Baker Institute for Animal Health

DEDICATED TO THE STUDY OF VETERINARY INFECTIOUS DISEASES, IMMUNOLOGY, CANCER, REPRODUCTION, GENOMICS AND EPIGENOMICS

Bicknese Family Prize

Joanne Bicknese, '75, DVM '78, established the Bicknese Family Prize in 2005 in honor of her parents Helen and Louis Bicknese, and her aunt and uncle, Grace and Carl Bicknese. The award supports a woman scientist-in-training during a key point in her career development. 


Congratulations to the 2021 Bicknese Family Prize Winner 

Arianna Bartlett, a PhD student in the lab of Dr. Gerlinde Van de Walle is the recipient of this year's Bicknese Family Prize and the Liz Hanson Graduate Fellowship, for her innovative research on mammary cancer in cats. She is using a unique comparative approach to figure out how horses, which rarely develop the disease, bypass the formation of mammary cancer, to find potential therapies for cats.

"It was my greatest pleasure to nominate Arianna for these awards, as she is a very talented female scientist who is committed to achieving the highest level of success in her research, education and outreach," said Van de Walle, an associate professor at the Baker Institute.

Bartlett takes mammary tissue samples from cats and horses, grows their cells in the lab and exposes them to carcinogens to compare how they deal with DNA damage. Specifically, she looks at differences between the two species in microRNA expression in response to carcinogens. microRNAs are small RNA molecules that play a role in cancer by regulating which genes are turned on and off.

"Even though cells from both animals undergo DNA damage, they have different responses," Bartlett said. Damaged cat cells continue living and dividing, but horse cells die off. "We think that feline mammary cells repair their DNA damage and that might make them more prone to harboring mutations that could lead to the development of cancer. Horses escape mammary cancer development because they get rid of those damaged cells." She says the differences in microRNA expression may underlie these distinct responses.

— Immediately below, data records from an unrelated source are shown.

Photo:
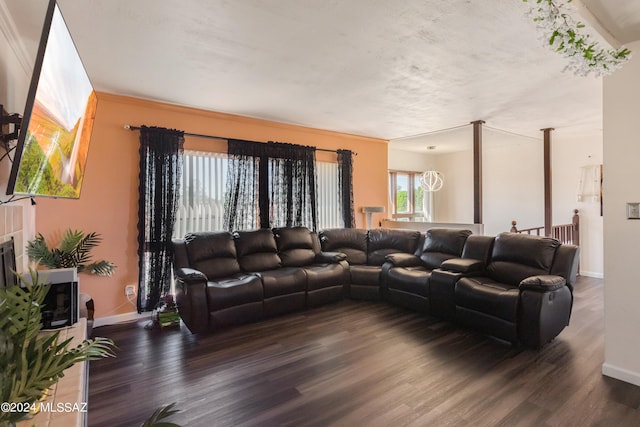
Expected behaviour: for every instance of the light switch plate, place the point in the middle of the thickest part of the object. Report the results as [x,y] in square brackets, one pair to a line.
[633,210]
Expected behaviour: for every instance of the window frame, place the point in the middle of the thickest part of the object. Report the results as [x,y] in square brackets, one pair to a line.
[393,194]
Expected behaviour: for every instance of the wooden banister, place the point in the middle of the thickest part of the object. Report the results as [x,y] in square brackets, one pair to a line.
[566,233]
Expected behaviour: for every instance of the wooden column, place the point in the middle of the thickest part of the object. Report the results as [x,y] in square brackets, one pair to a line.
[547,182]
[477,171]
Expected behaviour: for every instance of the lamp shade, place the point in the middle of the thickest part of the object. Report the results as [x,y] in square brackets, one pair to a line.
[432,181]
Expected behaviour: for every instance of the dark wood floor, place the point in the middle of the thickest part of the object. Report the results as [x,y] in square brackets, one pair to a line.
[362,364]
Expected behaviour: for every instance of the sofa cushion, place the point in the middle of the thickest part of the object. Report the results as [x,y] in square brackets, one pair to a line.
[485,295]
[213,254]
[283,281]
[367,275]
[518,256]
[441,244]
[295,246]
[350,241]
[257,250]
[383,242]
[231,292]
[413,280]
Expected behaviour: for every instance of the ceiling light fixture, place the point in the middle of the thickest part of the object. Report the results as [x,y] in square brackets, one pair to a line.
[564,35]
[432,181]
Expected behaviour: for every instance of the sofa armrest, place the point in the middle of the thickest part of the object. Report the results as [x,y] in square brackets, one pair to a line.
[543,283]
[191,299]
[330,257]
[403,260]
[463,265]
[189,276]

The Bicknese Prize has enabled Bartlett to purchase data analysis software and to attend the 2022 Gordon Research Conference on Mammary Gland Biology in Italy. In 2005, Dr. Joanne Bicknese established the Bicknese Family Prize in honor of her parents, aunt and uncle, to help women at the institute take steps to advance their research careers.

The Liz Hanson Scholarship, awarded by the Cornell College of Veterinary Medicine, is a one-year grant that supports graduate students studying feline disease or injuries.

Ultimately, Bartlett aims to stay in academia so that she can run her own lab focusing on stem cell and disease research and continue teaching and mentoring students.


Dr. Joanne Bicknese, BS ’75, DVM ’78 Supporting the Institute from All Angles  

Dr. Joanne Bicknese, a longtime Advisory Council member, has taken an active role in supporting the Institute’s research and careers of its most promising trainees. She brings her expertise as a large animal veterinarian and more than three decades working for biomedical companies to the Council, which she chaired from 2000 to 2006.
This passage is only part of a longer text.